Tennessee Musky Lakes

Tennessee boasts more musky water than most musky anglers know. While Melton Hill is the undisputed king for big Tennessee Musky there are other options for Tennessee musky fishing shouldn’t be overlooked. From the sprawling waters of Norris Lake to the tiny musky gem that is Parksville Lake let’s take a look what is unique about each of Tennessee’s Musky Lakes. 


Melton Hill Musky Fishing

Melton Hill Reservoir is 5,690 acres and is located on the Clinch River near Oak Ridge, TN. The Northwest shore is controlled by the US Department of Energy and has many reminders of the nuclear past of this lake. The nuclear program of the 40’s thrived on the cold waters that flow through Melton Hill and so do the Tennessee muskies that reside there today. In 2017 I caught the Tennessee State Record musky on Melton Hill and subsequently many more muskies are gargantuan size.

While Melton Hill might have the biggest muskies in Tennessee it is a fickle fishier. The muskies in Melton Hill often expect perfection in your presentations and above all else figure eights. While Melton Hill may look small while being viewed on a map the true size of this body of water rarely hits until one is on a boat. Miles of shoreline that all looks like perfect muskie habitat abounds, I have often said it would be hard to find an area on Melton Hill that doesn’t look like it should have a muskie there.

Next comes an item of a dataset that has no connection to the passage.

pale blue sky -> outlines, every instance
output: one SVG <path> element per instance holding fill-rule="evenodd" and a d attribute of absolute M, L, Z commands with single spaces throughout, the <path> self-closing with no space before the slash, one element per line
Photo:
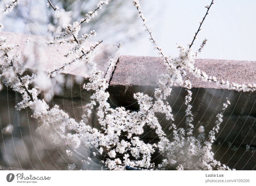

At this point in my Musky guiding career, I have spent countless hours on Melton Hill in the pursuit of Tennessee Muskies and can assure you that it is never an easy. Melton Hill demands that musky anglers have a wide range of skills such as precision boat control, in depth map interruption skills and a mastery of numerous musky lure classes and presentations. Keep in mind an angler might get lucky every now and again but consistency is the key when musky fishing and finding it on Melton Hill can be frustrating.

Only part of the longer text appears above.